Oleh: Ilham Arrasulian (Mahasiswa Fakultas Syari’ah UIN Imam Bonjol Padang)
Suku Minangkabau merupakan salah satu dari etnis utama bangsa Indonesia yang menempati bagian tengah pulau Sumatra, tepatnya di Provinsi Sumatra Barat. Sekalipun secara statistik orang Minangkabau kira-kira hanya 3% dari seluruh penduduk Indonesia. Minangkabau merupakan etnis utama yang keempat setelah Jawa, Sunda, dan Madura. Terbilang Sumatra Barat (Minangkabau) merupakan kelompok etnis terbesar.
Minangkabau adalah wilayah kultural. Secara administratif Minangkabau disebut dengan Provinsi Sumatra Barat. Eksistensi Minangkabau di ranah nasional bukan karena budaya saja. Melainkan melahirkan tokoh-tokoh berpengaruh untuk kemerdekaan indonesia hingga saat ini. Mulai dari tokoh politik, hukum, hingga tokoh Islam banyak dicetuskan di tanah beradat ini.
Diskursus Islam untuk Minangkabau adalah bentuk dari kesatuan. Masyarakat Minangkabau merupakan kelompok sosial yang secara pasti sebagai pemeluk agama Islam. Kecil kemungkinan melihat orang Minang beragama selain Islam. Memang, Islam adalah agama yang bertandang ke negeri Minangkabau. Tapi, ketahanan Islam di Minangkabau cukup sampai saat ini dirasakan.
Secara historis, Islam datang ke Minangkabau dari jalur perdagangan. Masuknya Islam ke Minangkabau mengubah kerajaan Pagaruyung yang pada awalnya beragama Hindu.
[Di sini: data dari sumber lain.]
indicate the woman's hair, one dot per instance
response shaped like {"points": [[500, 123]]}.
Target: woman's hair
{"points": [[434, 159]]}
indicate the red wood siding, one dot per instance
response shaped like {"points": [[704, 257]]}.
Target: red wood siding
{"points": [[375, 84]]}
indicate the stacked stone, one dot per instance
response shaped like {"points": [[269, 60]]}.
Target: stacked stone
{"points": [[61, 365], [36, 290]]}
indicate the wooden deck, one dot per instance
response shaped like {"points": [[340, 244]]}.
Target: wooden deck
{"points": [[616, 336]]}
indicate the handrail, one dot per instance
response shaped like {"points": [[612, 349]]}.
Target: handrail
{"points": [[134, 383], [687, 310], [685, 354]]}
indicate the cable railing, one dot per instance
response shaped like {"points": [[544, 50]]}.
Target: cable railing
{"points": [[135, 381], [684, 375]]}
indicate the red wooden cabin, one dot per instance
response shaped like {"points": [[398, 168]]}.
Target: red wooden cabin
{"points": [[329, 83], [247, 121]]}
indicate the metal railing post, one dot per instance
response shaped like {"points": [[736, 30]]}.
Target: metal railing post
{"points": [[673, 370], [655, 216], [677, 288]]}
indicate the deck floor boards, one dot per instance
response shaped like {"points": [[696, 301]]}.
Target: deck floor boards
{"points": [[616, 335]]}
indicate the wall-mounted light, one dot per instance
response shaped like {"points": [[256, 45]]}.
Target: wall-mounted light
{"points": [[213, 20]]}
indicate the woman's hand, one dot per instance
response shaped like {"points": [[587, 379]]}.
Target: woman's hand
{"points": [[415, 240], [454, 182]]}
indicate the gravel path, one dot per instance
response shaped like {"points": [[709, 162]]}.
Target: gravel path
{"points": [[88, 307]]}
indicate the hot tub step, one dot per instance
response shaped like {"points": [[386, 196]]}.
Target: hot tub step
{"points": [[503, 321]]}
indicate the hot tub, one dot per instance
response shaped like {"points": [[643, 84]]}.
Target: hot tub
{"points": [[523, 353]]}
Ketika itu, seorang raja Pagaruyung yang bernama Sultan Alif memeluk Islam pada abad 17. Dakwah Islam pun sampai kepadanya melalui kerajaan Samudra Pasai (Islam) yang menguasai perdagangan Sumatra pada waktu itu.
Pengkajian Islam tidak akan menarik jika tidak mengetahui pelaku dari penyebarannya. Pada satu sisi, Islam pertama kali masuk dan banyak dikenal di daerah pesisir Minangkabau. Terlihat jelas salah satu tokoh penyebarannya ialah Syekh Burhanuddin Ulakan. Ia juga dikenal sebagai ulama sufi pertama yang membawa Tarekat Syaththariyyah ke Ranah Minang.
Dalam struktur sosial warga Minangkabau, keberadaan ulama sangatlah berarti. Ulama adalah satu di antara tiga faktor pemimpin yang diketahui dengan istilah tungku tigo sajarangan. Sebab bisa dikutip, bahwa ulama sudah memainkan peranan yang krusial di alam Minangkabau, semenjak masuknya agama Islam. Seorang ulama dianggap bukan berdasarkan diploma yang dipegangnya, tapi murni karena keilmuan yang yang dituntutnya sekian lama. Sedari kecil menempati surau, belajar ilmu alat (tata bahasa arab), kemudian tamat kaji membaca Al-Qur’an.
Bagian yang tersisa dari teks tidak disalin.